Shrinking habitats are largely to blame—land taken away from animals to produce consumer goods or support the industries vital to our consumptive habits have put more than 6,500 species in danger of extinction. But disease and lack of food are taking tolls as well as invasive species, warming oceans, and toxic air, water, and food supplies.
The researchers looked at global supply-chain databases and their imprint on corresponding habitats of endangered species (listed by the International Union for the Conservation of Nature (IUCN) and BirdLife International), areas the researchers out of Japan and Norway call threatened biodiversity hot spots.
“Biodiversity hot spots is a well studied topic, and it is known that the last reserves of biodiversity are harbored in a small number of places,” lead researcher Daniel Moran of the Norwegian University of Science and Technology told the Post. “Economic pressure, even at the margin and in small increments, exerts pressure at these places.
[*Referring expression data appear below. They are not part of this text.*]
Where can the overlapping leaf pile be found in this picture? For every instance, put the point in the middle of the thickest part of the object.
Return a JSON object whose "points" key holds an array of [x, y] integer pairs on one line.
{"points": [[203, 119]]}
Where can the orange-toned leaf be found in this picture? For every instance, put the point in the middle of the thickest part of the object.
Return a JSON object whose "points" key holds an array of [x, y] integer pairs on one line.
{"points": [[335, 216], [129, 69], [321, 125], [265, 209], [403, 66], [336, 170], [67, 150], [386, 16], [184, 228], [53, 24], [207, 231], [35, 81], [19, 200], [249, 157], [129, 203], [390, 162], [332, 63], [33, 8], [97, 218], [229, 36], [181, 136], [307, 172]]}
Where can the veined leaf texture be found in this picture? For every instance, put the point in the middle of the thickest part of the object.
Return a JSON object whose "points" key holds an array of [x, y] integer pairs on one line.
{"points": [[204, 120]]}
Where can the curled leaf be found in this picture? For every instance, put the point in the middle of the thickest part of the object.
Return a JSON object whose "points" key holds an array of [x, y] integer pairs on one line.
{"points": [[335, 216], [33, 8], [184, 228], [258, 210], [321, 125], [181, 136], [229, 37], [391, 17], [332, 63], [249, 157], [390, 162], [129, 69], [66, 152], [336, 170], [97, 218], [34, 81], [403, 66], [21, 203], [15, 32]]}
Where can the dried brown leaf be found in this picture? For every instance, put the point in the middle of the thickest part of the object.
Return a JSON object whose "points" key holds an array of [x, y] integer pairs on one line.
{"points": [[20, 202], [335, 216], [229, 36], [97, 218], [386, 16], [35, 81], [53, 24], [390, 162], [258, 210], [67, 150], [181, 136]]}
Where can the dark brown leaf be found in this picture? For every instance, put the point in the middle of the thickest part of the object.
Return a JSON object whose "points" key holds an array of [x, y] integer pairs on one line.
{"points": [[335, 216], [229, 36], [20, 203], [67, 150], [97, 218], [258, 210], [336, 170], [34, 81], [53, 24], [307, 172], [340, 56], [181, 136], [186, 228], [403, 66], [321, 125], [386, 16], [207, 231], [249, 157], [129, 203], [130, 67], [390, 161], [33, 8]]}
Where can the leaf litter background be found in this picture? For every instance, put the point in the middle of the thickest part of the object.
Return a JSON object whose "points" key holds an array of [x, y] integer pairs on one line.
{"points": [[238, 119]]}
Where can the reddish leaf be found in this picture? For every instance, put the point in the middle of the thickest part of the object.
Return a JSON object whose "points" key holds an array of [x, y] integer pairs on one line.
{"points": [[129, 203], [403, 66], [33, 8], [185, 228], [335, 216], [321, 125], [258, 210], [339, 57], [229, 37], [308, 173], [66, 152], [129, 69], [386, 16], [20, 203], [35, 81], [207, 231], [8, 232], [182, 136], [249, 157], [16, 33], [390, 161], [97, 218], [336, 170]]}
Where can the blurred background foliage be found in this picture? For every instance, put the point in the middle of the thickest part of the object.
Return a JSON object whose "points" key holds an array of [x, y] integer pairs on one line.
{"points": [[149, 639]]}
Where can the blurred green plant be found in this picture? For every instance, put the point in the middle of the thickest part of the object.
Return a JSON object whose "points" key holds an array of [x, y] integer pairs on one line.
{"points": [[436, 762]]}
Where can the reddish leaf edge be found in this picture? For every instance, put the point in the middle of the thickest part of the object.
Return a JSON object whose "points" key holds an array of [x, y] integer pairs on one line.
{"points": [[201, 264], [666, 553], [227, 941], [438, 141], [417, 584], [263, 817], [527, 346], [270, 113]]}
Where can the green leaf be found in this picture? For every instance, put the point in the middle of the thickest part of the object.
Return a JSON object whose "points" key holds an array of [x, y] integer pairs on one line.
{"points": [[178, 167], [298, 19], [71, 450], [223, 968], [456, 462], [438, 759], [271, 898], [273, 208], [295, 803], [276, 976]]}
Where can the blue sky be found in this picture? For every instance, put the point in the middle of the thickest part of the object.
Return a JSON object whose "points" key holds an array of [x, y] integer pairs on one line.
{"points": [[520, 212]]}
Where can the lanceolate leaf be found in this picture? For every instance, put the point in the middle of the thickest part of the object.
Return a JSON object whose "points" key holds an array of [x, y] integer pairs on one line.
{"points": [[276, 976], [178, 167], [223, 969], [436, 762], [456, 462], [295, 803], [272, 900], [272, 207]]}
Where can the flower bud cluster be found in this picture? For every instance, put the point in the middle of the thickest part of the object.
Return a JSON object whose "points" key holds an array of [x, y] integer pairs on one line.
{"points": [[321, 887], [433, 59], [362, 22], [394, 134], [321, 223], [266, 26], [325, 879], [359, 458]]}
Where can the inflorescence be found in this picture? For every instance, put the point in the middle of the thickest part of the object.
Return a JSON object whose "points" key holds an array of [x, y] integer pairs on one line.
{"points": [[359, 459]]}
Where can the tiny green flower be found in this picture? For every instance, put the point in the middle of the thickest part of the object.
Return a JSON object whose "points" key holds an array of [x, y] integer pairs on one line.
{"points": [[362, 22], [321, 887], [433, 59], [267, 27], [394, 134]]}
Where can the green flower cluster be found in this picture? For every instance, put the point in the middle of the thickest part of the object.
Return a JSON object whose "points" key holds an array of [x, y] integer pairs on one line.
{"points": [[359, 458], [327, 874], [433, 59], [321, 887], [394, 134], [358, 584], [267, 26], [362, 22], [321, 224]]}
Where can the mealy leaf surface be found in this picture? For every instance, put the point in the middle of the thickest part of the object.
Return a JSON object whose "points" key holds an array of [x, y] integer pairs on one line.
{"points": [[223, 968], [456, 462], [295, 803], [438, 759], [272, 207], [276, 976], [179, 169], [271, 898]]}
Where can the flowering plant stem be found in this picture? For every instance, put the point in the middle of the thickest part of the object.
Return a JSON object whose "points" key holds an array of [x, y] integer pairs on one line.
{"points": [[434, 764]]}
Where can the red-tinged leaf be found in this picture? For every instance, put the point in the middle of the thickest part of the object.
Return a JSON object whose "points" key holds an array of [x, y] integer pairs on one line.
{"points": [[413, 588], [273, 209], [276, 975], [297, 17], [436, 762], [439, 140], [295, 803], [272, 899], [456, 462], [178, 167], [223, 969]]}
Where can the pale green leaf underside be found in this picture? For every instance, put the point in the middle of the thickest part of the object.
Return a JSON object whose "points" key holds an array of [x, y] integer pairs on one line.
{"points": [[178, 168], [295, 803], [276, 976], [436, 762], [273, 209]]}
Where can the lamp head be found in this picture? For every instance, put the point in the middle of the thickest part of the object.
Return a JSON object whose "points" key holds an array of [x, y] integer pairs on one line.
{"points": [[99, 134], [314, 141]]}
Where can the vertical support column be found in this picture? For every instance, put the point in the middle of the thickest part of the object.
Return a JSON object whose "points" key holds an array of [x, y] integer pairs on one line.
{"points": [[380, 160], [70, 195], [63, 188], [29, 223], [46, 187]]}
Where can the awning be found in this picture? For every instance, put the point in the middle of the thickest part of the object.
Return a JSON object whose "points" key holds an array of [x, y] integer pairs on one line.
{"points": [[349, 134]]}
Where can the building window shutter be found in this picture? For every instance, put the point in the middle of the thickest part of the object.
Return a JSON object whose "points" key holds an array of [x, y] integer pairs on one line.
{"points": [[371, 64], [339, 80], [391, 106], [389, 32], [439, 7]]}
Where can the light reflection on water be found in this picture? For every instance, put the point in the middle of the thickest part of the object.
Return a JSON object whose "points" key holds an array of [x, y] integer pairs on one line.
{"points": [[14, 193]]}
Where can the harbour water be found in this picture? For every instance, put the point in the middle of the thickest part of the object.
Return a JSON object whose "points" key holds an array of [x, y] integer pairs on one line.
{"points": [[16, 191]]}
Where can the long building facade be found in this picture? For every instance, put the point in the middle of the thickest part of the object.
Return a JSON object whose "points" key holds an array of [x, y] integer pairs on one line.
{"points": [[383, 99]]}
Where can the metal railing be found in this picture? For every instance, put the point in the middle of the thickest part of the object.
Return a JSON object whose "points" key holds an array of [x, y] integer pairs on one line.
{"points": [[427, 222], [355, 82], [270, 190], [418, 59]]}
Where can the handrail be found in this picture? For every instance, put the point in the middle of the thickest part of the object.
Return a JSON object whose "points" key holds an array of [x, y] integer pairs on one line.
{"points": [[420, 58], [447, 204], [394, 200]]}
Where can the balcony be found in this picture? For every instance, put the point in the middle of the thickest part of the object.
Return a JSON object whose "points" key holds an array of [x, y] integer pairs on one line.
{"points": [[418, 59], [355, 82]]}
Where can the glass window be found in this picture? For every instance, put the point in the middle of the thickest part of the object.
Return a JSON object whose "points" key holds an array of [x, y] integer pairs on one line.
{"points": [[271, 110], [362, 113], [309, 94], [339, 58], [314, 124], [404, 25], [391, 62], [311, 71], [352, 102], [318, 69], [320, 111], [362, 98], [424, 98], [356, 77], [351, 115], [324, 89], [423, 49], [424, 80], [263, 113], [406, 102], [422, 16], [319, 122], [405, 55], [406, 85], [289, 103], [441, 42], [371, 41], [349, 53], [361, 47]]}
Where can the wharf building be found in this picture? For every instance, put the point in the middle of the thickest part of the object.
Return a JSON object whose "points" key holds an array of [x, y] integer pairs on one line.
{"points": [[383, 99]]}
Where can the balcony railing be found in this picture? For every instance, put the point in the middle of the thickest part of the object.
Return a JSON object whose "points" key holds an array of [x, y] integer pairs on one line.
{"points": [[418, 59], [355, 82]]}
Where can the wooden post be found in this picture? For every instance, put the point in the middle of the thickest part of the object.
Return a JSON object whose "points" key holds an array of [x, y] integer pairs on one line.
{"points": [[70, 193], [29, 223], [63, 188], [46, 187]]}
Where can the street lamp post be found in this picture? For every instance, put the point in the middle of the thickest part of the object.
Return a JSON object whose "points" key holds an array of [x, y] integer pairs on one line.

Almost any human pressure at the places, unless very well managed, will have a big impact on species there.”
“Logging in Brazil to create products that wind up in the United States, for example, cuts down trees used by red-face spider monkeys. Fishery trade and gold mined and bound for Japan affects mangroves off Papua New Guinea that are home to diverse plant species and an endangered sea cow,” reports the Post. “A hydroelectric dam that traps water to irrigate agriculture, including trees that produce palm oil exported to other parts of Europe and the United States, threatens the Iberian lynx.”
While more than 180 countries were identified as contributing to the problem, the issue is mostly driven by U.S. and European consumer product demands, which not only affect land animals, insects, and flora, but also marine ecosystems as well.
The study also notes wildlife habitats are being condensed—animals forced to share habitats in unprecedented ways because of the impact of industry.
“For threats driven by U.S. consumption, the 5 percent most intensively affected land area covers 23.6 percent of its total impact on species,” the study noted, “and at sea the 5 percent most intensively impacted marine area affects 60.7 percent of threatened species habitats.”